When we’re working with parents, we’re constantly practicing getting comfortable with being uncomfortable. The changes they’re making don’t have to be permanent. You can try something and it might not work, and you can always go back. Getting people comfortable with taking some calculated, intelligent risks with how they live their lives is a constant in the work that we do.
CN: Do you have a favorite first step? Or small step? I realize everybody’s family and work situation is different, but do you have something that you like to suggest to people if they’re just trying to get a sense of where to start?
AW: One is the idea of being present, being where you are. When you’re at work, take a small step to be more focused on what you need to be accomplishing rather than dealing with a hundred different things at once or putting out fires.
Same thing at home. Parents are really worried about how much screen time their kids are getting, but when we ask parents to talk to their kids, the kids are really upset about how much screen time the parents are getting. Think about why you are always on your phone. Could you put it away for even a few minutes to be really in that moment with your kids? You don’t need to spend five hours a day having time with your kids if you have 20 minutes of real quality conversation or read them a book, really connecting on a deeper level.

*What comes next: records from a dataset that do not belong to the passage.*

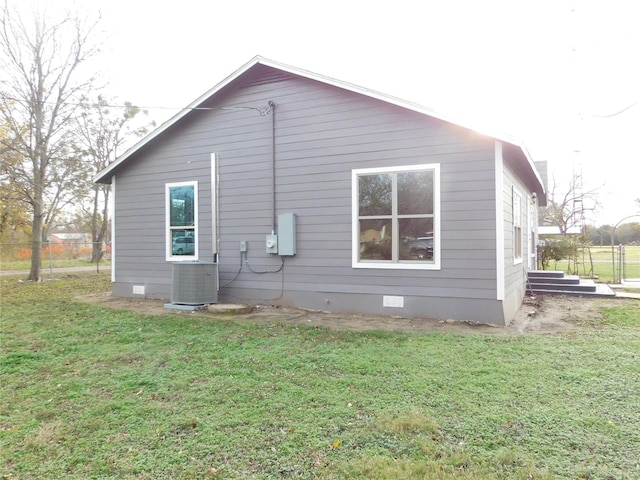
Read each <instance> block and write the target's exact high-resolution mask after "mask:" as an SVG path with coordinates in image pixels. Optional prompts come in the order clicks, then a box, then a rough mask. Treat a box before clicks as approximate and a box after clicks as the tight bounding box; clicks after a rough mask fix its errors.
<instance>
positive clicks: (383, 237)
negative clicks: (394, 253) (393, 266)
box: [360, 220, 393, 260]
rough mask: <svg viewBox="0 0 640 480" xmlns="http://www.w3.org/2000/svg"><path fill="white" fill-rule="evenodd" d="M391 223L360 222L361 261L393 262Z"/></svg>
mask: <svg viewBox="0 0 640 480" xmlns="http://www.w3.org/2000/svg"><path fill="white" fill-rule="evenodd" d="M392 235H393V232H392V231H391V222H390V221H389V220H360V259H361V260H391V243H392V242H391V237H392Z"/></svg>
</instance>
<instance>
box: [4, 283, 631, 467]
mask: <svg viewBox="0 0 640 480" xmlns="http://www.w3.org/2000/svg"><path fill="white" fill-rule="evenodd" d="M1 281H2V324H1V329H2V331H1V333H2V350H1V357H0V360H1V361H0V368H1V370H0V372H1V373H0V388H1V390H0V392H1V395H2V406H1V409H0V475H2V478H12V479H13V478H20V479H41V478H52V479H54V478H55V479H57V478H70V479H86V478H89V479H90V478H96V479H98V478H100V479H108V478H112V479H193V478H202V479H205V478H216V479H217V478H234V479H236V478H239V479H267V478H269V479H281V478H335V479H360V478H371V479H385V478H387V479H397V478H425V479H432V478H437V479H494V478H495V479H542V478H567V479H575V478H581V479H637V478H638V477H639V475H640V416H639V415H638V412H640V356H639V355H640V353H639V352H640V302H637V303H635V304H634V303H630V302H625V303H622V302H621V303H620V305H619V306H615V307H614V308H604V304H601V305H603V315H602V320H601V321H600V322H598V323H597V324H590V325H585V328H583V329H580V330H578V332H579V333H576V332H573V333H571V334H567V335H558V336H543V335H532V334H530V335H507V334H491V335H486V334H474V333H469V334H443V333H430V334H426V333H422V334H419V333H406V334H399V333H382V332H363V333H354V332H340V331H335V330H327V329H323V328H316V327H310V326H290V325H289V326H285V325H281V324H278V323H277V322H276V323H270V324H248V323H244V322H242V323H241V322H235V321H233V320H232V319H231V320H229V319H224V320H222V319H214V318H203V317H199V316H193V315H191V316H190V315H188V314H181V315H164V316H150V315H142V314H136V313H132V312H127V311H114V310H109V309H107V308H105V307H101V306H99V305H89V304H85V303H80V302H77V301H74V300H73V297H74V295H77V294H79V293H82V292H87V293H89V292H99V291H104V290H106V289H108V288H109V278H108V275H100V276H97V275H95V274H94V275H92V276H81V277H78V276H77V275H76V277H75V278H67V279H63V280H58V281H51V282H46V283H44V284H32V283H19V282H18V281H17V278H15V277H13V278H11V277H10V278H3V279H2V280H1ZM590 301H591V300H590ZM596 301H597V300H596Z"/></svg>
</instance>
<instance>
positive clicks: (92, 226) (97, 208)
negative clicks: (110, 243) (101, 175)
mask: <svg viewBox="0 0 640 480" xmlns="http://www.w3.org/2000/svg"><path fill="white" fill-rule="evenodd" d="M99 192H100V187H99V186H94V187H93V212H92V213H91V263H98V262H99V261H100V257H101V256H102V255H101V250H102V241H101V239H100V234H99V232H98V194H99Z"/></svg>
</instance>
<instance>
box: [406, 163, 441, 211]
mask: <svg viewBox="0 0 640 480" xmlns="http://www.w3.org/2000/svg"><path fill="white" fill-rule="evenodd" d="M432 213H433V171H432V170H424V171H419V172H398V214H399V215H415V214H432Z"/></svg>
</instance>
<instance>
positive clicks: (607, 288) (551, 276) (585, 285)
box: [527, 270, 615, 297]
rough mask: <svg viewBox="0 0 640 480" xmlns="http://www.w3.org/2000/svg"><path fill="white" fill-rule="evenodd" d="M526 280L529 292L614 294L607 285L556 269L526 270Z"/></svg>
mask: <svg viewBox="0 0 640 480" xmlns="http://www.w3.org/2000/svg"><path fill="white" fill-rule="evenodd" d="M528 280H529V281H528V284H527V292H528V293H530V294H531V293H532V294H556V295H584V296H598V297H613V296H615V293H614V292H613V290H611V288H610V287H609V286H608V285H605V284H601V283H595V282H594V281H593V280H589V279H582V278H580V277H578V276H577V275H566V274H565V273H564V272H560V271H557V270H533V271H530V272H528Z"/></svg>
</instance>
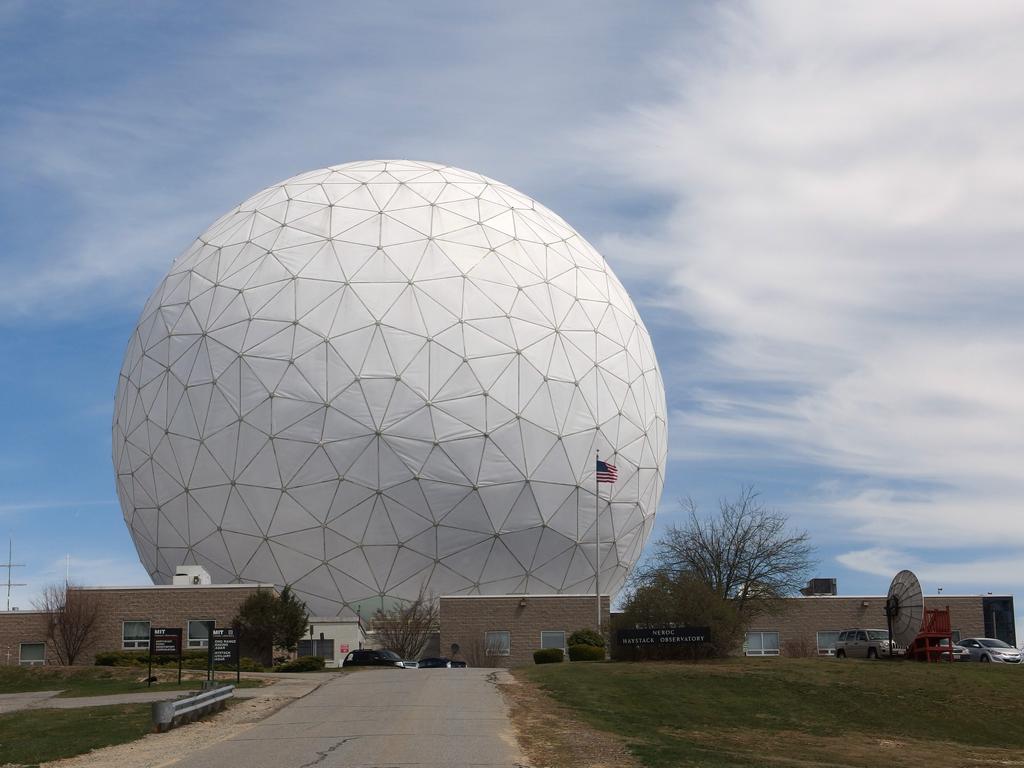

CN: The same way somebody might go into the office and spend a half hour just thinking to themselves what they need to do to make this a successful week applies to home life. That same kind of good-practice business thinking can be used, where every Sunday night they’re just mapping out: What do I need to do for a successful week with the family? Just applying good business lessons at home can yield big results.
AW: Exactly. We have worked with couples who have a logistics planning meeting on Sunday night, when they go through the calendar and they say: Here’s what’s happening. Who is going to do what? What are our responsibilities? It takes the pressure of coordinating everything in the midst of the rest of the week. Just like you would do if you were leading a team, you wouldn’t just wait till the moment to lead. You would do it in advance.
CN: I know families that have used planning and project management software to take care of home stuff. Sometimes people feel sheepish about it because they’re like, I’m running my family like a business.
AW: If you say I’m running my family like a leader who has a tool, maybe that’s a slightly different way of thinking about it. It’s less cold.
SF: Picking up on the idea of the Sunday night conversation, one family simply did a round with each member of the family talking about the biggest challenge they were facing that week and what help they needed to meet that challenge. Just a 20-, 25-minute conversation over the weekend was a way to create more connection, more love, and support, but also more effectiveness in the different parts of the family members’ lives.
Adapted from HBR IdeaCast episode 734, “Working Parents, Let Go of the Idea of Balance,” March 31, 2020.